I went and got his shaving kit from the bathroom. My father has the words SUCK IT UP tattooed on his upper lip. Whenever someone comes to see him, he shaves off his mustache to make the point. I gave him the shaving kit and he marched back into the bathroom.
“Right!” he said several minutes later, striding out. The words SUCK IT UP stood out clearly. “What’s the matter with you, frog?”
“And how did you lose that leg?” My father was slowly getting his yell up. It took him a few minutes after playing solitaire for several days.
“I went to Paris on vacation,” the frog said. “Somebody ate it.”
“You are the sorriest excuse for a frog I have ever seen!” my father bellowed. “I’ve seen better frogs at the zoo gift shop—those plastic hollow ones with the squeaker in their mouths that you buy your kid, to piss off your wife. If you were in a not-sucking race with one of those, it would beat you hands-down.”
“But I—” the frog began again.
“Shut your fly-hole! You think you’re special? You think that all it’s going to take is for some dame to kiss you and you’ll turn into a prince?

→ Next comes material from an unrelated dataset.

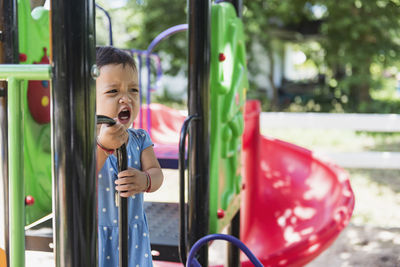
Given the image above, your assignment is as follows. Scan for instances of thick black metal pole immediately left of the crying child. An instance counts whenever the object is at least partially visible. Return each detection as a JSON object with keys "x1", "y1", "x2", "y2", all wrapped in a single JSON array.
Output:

You are not a prince! You’re nothing but a measly, one-legged frog who needs to grow up. Now get out there and be the best one-legged frog you can be!”
I thought he had gone too far. The frog was crying now. “Thank you, Motivational Drill Sergeant,” it said at last. “Thank you so much.” It gave my father $500 and then hopped away, falling over the threshold and out onto the front step.
“That’s right,” my father said, pointing to his upper lip. “Suck it up.” Then he went back to playing solitaire.